At Slack, we often say “Don’t let perfection be the enemy of good”. This tool isn’t perfect, but we think it is really, really good, and we’re happy to share it with you today.
FAQ
Why auditd not sysdig or osquery?
Osquery is great. In fact, we use it at Slack. For our production servers, we prefer go-audit because these systems are connected 24/7, which allows us to stream data constantly. With osquery, you are generally receiving a snapshot of the current machine state. If something runs to completion between polling intervals, you might miss it. I think this model works well for laptops and other employee endpoints, but I prefer a stream of data for highly-available machines.
Sysdig is also a fantastic debugging tool, and I’ve used it pretty extensively. The main issue here is that sysdig requires a kernel module be loaded on each machine. Sysdig Falco looks to be useful, but they prefer to have detection running on each endpoint. As mentioned above, we prefer centralized rules that aren’t visible to the attacker logged in to a host.
Auditd has the advantage of having been around for a very long time and living in the mainline kernel. It is as ubiquitous a mechanism for syscall auditing as you’ll find in Linux-land.

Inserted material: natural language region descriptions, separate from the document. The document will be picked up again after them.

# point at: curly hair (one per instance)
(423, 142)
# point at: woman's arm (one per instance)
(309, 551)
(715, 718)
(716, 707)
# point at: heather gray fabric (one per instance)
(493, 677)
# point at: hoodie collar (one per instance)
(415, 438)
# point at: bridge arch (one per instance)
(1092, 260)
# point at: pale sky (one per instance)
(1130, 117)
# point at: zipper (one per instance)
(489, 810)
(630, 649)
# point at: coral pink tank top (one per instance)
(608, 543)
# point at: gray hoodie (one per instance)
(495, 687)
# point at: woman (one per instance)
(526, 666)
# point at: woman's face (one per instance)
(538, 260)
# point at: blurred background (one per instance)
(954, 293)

What do we do with all these alerts?
We send them to an Elasticsearch cluster. From there we use ElastAlert to query our incoming data continuously for alert generation and general monitoring. You can also use other popular large scale logging systems for this, but (my opinion not the opinion of my employer disclaimer goes here) I have big fundamental problems with pricing structures that incentivize you to log less to save money.
How much log volume are we talking?
Short answer: It is highly variable.
Long answer: It depends which syscalls you log and how many servers you have. We log hundreds of gigabytes per day. This may sound like a lot, but as of this writing we have 5500-ish instances streaming data constantly. You should also consider over-provisioning your cluster to ensure that an attacker will have a difficult time DoSing your collection infrastructure.
Why rsyslog?
We have a lot of experience with rsyslog, and it has some nice properties. We highly recommend using version 8.20+, which has some bug fixes we contributed back to upstream. We could have let go-audit handle reliable delivery, but the advantages of doing so didn’t outweigh the benefit of using something that we’ve been using successfully for years.
What if someone turns it off?
You should be using canaries to validate data flowing in from each of your servers. Generating events that you expect to see on the other side is a useful way to validate hosts are reporting to you. Additionally, go-audit also has mechanisms to detect messages that were missed within a stream.
Thanks to
My teammate Nate Brown, for making go-audit much better.
Mozilla’s audit-go folks, for inspiring this project.
The numerous individuals who reviewed this blog post and gave feedback.
The Chicago Cubs, for winning the World Series.